Storm⚡️Watch by GreyNoise Intelligence
Forecast = Advanced Persistent Thunderstorms
In this episode of Storm⚡️Watch, we dive deep into the evolving landscape of cybersecurity in 2024. The episode kicks off with a thought-provoking roundtable discussion, pondering the potential theme song of 2024, setting the tone for a year that's already shaping up to be full of significant cybersecurity developments. We then transition into a comprehensive analysis of recent cybersecurity events and trends that are shaping the digital world.
First on the agenda is the international police operation that successfully disrupted the notorious Lockbit cybercrime gang, a significant victory in the ongoing battle against cybercrime. This is followed by an exploration of the Justice Department's court-authorized disruption of a botnet controlled by the Russian GRU, highlighting the global efforts to combat state-sponsored cyberthreats. The episode also delves into the discovery of new vulnerabilities within SolarWinds' software, some of which are unauthorized, underscoring the persistent challenges in securing widely used software platforms.

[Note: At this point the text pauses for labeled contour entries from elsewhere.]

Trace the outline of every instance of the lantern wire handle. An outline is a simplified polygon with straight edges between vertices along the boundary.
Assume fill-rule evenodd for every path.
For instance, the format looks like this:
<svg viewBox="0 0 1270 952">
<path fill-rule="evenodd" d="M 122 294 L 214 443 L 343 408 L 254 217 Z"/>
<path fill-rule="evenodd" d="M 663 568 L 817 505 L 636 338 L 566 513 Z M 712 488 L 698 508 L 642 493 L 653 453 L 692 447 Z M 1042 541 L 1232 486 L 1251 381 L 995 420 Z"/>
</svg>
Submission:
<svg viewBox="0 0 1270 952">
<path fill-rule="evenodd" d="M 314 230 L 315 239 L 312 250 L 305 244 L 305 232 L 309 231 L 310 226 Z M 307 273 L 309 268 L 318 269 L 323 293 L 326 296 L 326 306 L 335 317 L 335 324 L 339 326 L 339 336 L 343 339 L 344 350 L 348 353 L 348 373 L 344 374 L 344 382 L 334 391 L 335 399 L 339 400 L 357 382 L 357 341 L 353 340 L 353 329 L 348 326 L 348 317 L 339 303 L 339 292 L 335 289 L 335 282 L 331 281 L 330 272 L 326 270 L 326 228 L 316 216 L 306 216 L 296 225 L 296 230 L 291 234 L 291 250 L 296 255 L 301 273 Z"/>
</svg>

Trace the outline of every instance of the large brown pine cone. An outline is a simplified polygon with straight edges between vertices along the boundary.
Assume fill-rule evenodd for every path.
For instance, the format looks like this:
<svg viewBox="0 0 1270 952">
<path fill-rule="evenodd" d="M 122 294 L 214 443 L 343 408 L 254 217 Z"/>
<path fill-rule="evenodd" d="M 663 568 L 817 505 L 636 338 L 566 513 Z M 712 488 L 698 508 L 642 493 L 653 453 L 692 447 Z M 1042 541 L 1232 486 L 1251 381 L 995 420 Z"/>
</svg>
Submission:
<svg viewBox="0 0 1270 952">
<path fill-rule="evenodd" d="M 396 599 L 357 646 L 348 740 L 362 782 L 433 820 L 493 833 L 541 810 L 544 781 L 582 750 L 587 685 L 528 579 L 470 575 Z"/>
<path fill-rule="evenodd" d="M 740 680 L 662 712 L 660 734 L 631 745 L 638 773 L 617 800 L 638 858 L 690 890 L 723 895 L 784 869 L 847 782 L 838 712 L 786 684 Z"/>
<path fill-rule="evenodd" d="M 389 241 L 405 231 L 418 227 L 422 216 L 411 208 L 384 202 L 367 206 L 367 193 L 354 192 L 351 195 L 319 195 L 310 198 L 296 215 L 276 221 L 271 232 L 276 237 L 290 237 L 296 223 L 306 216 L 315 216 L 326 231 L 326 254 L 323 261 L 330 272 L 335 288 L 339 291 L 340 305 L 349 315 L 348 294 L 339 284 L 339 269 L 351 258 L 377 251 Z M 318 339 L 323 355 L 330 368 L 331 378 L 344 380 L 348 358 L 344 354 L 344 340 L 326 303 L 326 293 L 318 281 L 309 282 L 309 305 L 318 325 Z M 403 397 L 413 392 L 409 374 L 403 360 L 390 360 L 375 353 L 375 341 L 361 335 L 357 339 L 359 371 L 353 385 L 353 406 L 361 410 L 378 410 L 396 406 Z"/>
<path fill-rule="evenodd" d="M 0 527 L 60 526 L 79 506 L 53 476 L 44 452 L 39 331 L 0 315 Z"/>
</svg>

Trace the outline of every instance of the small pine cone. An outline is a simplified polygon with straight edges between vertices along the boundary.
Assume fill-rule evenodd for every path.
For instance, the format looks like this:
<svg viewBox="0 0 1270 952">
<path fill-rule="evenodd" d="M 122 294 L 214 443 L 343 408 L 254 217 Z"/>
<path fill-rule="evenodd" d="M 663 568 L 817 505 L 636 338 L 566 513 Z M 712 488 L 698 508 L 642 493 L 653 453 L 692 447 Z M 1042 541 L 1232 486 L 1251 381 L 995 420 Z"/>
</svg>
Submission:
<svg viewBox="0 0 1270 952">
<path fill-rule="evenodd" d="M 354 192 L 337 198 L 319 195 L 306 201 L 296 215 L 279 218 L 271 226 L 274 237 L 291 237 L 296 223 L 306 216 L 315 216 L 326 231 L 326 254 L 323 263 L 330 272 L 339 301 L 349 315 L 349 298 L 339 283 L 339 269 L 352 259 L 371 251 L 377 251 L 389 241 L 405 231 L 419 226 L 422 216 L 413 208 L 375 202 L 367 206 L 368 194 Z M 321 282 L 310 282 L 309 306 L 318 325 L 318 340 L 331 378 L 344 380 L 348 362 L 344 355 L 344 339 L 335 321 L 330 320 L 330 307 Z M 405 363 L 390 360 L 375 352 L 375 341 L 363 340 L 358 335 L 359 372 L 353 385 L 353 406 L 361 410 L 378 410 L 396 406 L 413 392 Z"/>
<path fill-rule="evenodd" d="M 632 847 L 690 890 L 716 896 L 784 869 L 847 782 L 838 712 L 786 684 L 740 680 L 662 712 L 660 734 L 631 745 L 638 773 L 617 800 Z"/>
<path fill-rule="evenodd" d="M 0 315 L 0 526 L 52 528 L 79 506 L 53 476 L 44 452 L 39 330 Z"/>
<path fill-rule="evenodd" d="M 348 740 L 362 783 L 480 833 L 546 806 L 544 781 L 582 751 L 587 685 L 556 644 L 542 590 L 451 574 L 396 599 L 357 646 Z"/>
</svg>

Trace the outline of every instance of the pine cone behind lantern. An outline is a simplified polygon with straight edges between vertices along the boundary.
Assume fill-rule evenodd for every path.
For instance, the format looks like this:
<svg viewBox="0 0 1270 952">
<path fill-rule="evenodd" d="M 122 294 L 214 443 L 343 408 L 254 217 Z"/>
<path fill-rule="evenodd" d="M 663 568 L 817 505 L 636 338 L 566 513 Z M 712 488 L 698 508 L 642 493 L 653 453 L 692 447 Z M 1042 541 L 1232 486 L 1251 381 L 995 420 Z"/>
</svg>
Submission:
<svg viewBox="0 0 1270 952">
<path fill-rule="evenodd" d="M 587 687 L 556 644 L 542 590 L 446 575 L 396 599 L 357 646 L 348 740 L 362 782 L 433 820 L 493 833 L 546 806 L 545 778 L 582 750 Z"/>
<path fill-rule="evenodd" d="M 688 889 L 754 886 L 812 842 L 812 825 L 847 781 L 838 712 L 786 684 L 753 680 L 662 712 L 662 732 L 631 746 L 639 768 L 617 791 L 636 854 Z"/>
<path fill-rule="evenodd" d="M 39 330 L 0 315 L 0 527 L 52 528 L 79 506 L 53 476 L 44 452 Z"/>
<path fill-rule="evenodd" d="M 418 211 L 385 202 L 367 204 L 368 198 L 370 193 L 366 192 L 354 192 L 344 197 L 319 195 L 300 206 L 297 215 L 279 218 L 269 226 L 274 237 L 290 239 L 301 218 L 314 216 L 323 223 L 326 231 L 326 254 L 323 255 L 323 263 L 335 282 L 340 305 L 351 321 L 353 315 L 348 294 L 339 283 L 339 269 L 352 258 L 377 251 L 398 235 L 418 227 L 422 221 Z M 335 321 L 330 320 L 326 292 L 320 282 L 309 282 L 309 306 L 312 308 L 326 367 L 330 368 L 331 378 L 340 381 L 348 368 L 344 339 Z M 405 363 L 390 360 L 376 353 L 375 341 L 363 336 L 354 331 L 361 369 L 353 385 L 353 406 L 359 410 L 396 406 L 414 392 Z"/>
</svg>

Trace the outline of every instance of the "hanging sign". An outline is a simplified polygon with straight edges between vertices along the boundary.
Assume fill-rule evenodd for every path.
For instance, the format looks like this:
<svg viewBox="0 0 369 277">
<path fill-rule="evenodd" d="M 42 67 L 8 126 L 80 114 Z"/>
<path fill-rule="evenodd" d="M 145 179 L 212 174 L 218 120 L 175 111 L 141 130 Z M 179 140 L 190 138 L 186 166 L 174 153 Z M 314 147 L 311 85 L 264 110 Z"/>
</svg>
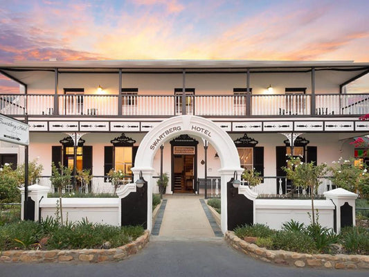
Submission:
<svg viewBox="0 0 369 277">
<path fill-rule="evenodd" d="M 174 146 L 174 155 L 195 155 L 195 146 Z"/>
<path fill-rule="evenodd" d="M 0 141 L 28 145 L 29 139 L 28 124 L 0 114 Z"/>
</svg>

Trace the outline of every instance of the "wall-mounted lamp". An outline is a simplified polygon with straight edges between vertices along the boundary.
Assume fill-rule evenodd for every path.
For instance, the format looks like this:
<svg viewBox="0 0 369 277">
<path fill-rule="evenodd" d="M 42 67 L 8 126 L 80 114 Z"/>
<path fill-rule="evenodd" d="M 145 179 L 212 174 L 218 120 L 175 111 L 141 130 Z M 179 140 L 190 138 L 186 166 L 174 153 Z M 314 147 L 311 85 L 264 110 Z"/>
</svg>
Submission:
<svg viewBox="0 0 369 277">
<path fill-rule="evenodd" d="M 142 177 L 142 171 L 140 171 L 140 177 L 139 179 L 138 179 L 136 181 L 136 186 L 137 188 L 141 188 L 143 187 L 143 185 L 145 184 L 145 181 L 143 180 L 143 177 Z"/>
<path fill-rule="evenodd" d="M 241 181 L 237 180 L 237 171 L 235 171 L 235 172 L 233 173 L 233 181 L 232 181 L 232 184 L 233 185 L 233 188 L 238 188 L 238 187 L 241 184 Z"/>
</svg>

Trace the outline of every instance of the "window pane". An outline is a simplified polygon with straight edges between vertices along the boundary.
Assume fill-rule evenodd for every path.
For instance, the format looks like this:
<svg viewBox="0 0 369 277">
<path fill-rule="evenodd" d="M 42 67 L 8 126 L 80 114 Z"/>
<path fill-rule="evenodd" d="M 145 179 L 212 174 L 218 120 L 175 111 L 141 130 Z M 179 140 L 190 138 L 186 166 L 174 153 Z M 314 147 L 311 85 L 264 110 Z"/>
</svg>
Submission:
<svg viewBox="0 0 369 277">
<path fill-rule="evenodd" d="M 116 147 L 115 148 L 115 166 L 116 170 L 122 170 L 126 175 L 132 175 L 132 148 Z"/>
</svg>

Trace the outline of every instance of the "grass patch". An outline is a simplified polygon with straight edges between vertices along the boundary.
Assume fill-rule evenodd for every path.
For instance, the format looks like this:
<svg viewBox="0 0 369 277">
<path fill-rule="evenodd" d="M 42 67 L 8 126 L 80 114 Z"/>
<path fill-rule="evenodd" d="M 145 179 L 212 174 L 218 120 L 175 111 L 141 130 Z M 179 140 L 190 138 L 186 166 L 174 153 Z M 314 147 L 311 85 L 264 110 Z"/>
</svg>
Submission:
<svg viewBox="0 0 369 277">
<path fill-rule="evenodd" d="M 143 233 L 142 226 L 114 226 L 89 222 L 87 220 L 75 224 L 60 226 L 48 217 L 41 223 L 22 221 L 0 226 L 0 249 L 101 249 L 109 242 L 109 248 L 129 243 Z M 48 238 L 46 244 L 39 241 Z"/>
<path fill-rule="evenodd" d="M 211 198 L 208 200 L 208 205 L 214 209 L 220 215 L 221 212 L 221 202 L 219 198 Z"/>
</svg>

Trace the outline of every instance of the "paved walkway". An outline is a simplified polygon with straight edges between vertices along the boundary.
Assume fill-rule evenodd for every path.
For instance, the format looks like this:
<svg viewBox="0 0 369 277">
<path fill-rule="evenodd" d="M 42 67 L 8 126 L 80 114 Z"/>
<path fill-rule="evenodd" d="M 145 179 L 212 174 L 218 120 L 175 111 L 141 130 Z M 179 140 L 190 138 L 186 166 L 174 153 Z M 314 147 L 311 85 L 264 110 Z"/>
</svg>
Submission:
<svg viewBox="0 0 369 277">
<path fill-rule="evenodd" d="M 176 239 L 215 238 L 201 198 L 195 195 L 165 195 L 167 202 L 159 235 Z"/>
</svg>

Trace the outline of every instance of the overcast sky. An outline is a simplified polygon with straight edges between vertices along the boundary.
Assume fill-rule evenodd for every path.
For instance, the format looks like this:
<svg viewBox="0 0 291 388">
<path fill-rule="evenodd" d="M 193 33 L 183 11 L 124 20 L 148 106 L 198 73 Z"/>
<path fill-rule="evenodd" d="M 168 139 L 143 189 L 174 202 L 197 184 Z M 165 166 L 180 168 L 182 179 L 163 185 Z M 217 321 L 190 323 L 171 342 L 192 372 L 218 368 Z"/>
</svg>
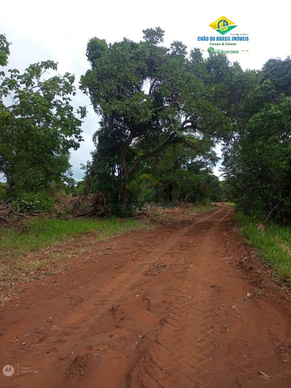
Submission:
<svg viewBox="0 0 291 388">
<path fill-rule="evenodd" d="M 248 34 L 249 37 L 248 42 L 240 42 L 235 47 L 249 51 L 229 55 L 229 60 L 238 61 L 243 69 L 260 69 L 270 58 L 285 59 L 291 54 L 288 3 L 279 0 L 271 7 L 253 0 L 109 0 L 102 3 L 88 0 L 15 0 L 8 3 L 2 0 L 0 34 L 6 34 L 12 43 L 9 67 L 23 71 L 31 63 L 52 60 L 58 62 L 60 74 L 67 71 L 75 75 L 78 88 L 81 75 L 88 68 L 87 43 L 94 36 L 108 43 L 124 37 L 139 41 L 143 30 L 159 26 L 165 31 L 165 45 L 180 40 L 189 51 L 194 47 L 205 50 L 203 55 L 207 56 L 209 42 L 199 42 L 197 37 L 219 35 L 209 25 L 224 16 L 237 25 L 232 33 Z M 74 105 L 85 105 L 88 111 L 82 125 L 85 141 L 78 151 L 72 152 L 70 159 L 74 178 L 79 180 L 83 176 L 80 163 L 86 163 L 94 149 L 92 137 L 99 118 L 89 99 L 80 91 Z"/>
</svg>

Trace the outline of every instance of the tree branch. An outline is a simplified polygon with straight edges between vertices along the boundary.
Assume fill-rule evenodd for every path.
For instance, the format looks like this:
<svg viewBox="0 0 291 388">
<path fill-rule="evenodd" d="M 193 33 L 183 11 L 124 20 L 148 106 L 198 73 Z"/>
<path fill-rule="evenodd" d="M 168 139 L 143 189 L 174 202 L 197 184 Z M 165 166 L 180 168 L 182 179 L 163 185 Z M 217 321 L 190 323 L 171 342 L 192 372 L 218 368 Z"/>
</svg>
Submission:
<svg viewBox="0 0 291 388">
<path fill-rule="evenodd" d="M 150 158 L 151 156 L 155 156 L 156 155 L 158 155 L 162 151 L 163 151 L 164 149 L 167 147 L 167 146 L 169 145 L 169 144 L 177 144 L 178 143 L 183 143 L 184 141 L 184 139 L 183 137 L 175 137 L 176 134 L 172 134 L 162 144 L 158 147 L 153 151 L 151 151 L 150 152 L 146 152 L 146 153 L 144 154 L 144 155 L 142 155 L 141 156 L 140 156 L 139 158 L 136 159 L 134 162 L 131 164 L 130 167 L 129 168 L 128 170 L 128 172 L 129 174 L 131 173 L 134 169 L 138 166 L 138 165 L 142 162 L 143 160 L 144 160 L 145 159 L 147 159 L 148 158 Z"/>
</svg>

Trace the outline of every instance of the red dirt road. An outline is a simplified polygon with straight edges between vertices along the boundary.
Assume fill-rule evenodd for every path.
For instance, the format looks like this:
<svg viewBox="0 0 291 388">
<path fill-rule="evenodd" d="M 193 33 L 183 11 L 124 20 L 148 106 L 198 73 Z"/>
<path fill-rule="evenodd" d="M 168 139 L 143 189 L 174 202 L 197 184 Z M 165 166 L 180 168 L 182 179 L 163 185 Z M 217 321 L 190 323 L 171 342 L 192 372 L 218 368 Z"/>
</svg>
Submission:
<svg viewBox="0 0 291 388">
<path fill-rule="evenodd" d="M 291 387 L 290 298 L 235 226 L 223 207 L 128 233 L 23 285 L 0 307 L 0 387 Z"/>
</svg>

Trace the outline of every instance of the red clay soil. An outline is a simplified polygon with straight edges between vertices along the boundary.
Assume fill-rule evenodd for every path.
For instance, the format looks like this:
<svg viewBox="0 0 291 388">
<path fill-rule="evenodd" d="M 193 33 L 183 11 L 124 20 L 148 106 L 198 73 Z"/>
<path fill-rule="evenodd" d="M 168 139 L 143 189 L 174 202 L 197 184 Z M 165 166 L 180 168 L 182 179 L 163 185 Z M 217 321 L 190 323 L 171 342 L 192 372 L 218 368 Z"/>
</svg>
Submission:
<svg viewBox="0 0 291 388">
<path fill-rule="evenodd" d="M 232 213 L 92 244 L 89 259 L 22 285 L 0 307 L 0 386 L 291 387 L 290 299 Z"/>
</svg>

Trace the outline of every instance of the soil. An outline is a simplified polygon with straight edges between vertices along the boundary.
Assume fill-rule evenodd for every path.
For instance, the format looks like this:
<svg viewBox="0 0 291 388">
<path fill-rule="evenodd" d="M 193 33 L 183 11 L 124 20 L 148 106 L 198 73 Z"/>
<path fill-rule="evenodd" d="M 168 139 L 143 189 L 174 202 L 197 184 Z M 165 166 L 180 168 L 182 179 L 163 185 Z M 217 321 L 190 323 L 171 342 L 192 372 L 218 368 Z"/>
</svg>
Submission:
<svg viewBox="0 0 291 388">
<path fill-rule="evenodd" d="M 88 245 L 0 307 L 1 387 L 291 387 L 290 298 L 231 208 Z"/>
</svg>

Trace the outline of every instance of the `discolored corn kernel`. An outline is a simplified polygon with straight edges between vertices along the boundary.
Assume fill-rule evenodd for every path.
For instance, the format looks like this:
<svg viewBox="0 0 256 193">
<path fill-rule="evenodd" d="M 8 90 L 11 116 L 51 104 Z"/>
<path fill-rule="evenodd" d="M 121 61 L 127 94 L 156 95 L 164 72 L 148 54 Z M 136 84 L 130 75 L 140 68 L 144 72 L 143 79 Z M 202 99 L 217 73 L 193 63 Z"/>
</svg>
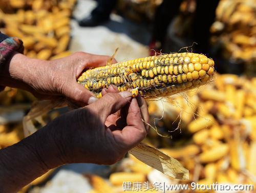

The discussion then shifts to a series of high-profile hacks and leaks, including the Shanghai Anxun/I-SOON hack/leak and a significant state government leak and hack, illustrating the diverse nature of cyber threats facing organizations today. The episode emphasizes the critical need for security vendors to adopt Software Bill of Materials (SBOMs) and a resilient Software Development Life Cycle (SDLC), through the lens of Eclypsium's teardown of Ivanti.
Additionally, the episode features Rezonate's guide to hardening Okta's security posture, offering practical advice for enhancing cybersecurity defenses. In company news, GreyNoise celebrates the appointment of a new CEO and shares insights from the Grimoire blog on CVE-2021-44529, further demonstrating the company's commitment to advancing cybersecurity knowledge.
The episode concludes with a roundup of recent tags, active campaigns, and a discussion on the Known Exploited Vulnerabilities (KEV) catalog from CISA, providing listeners with a comprehensive overview of the current cybersecurity landscape and actionable insights for enhancing their security posture.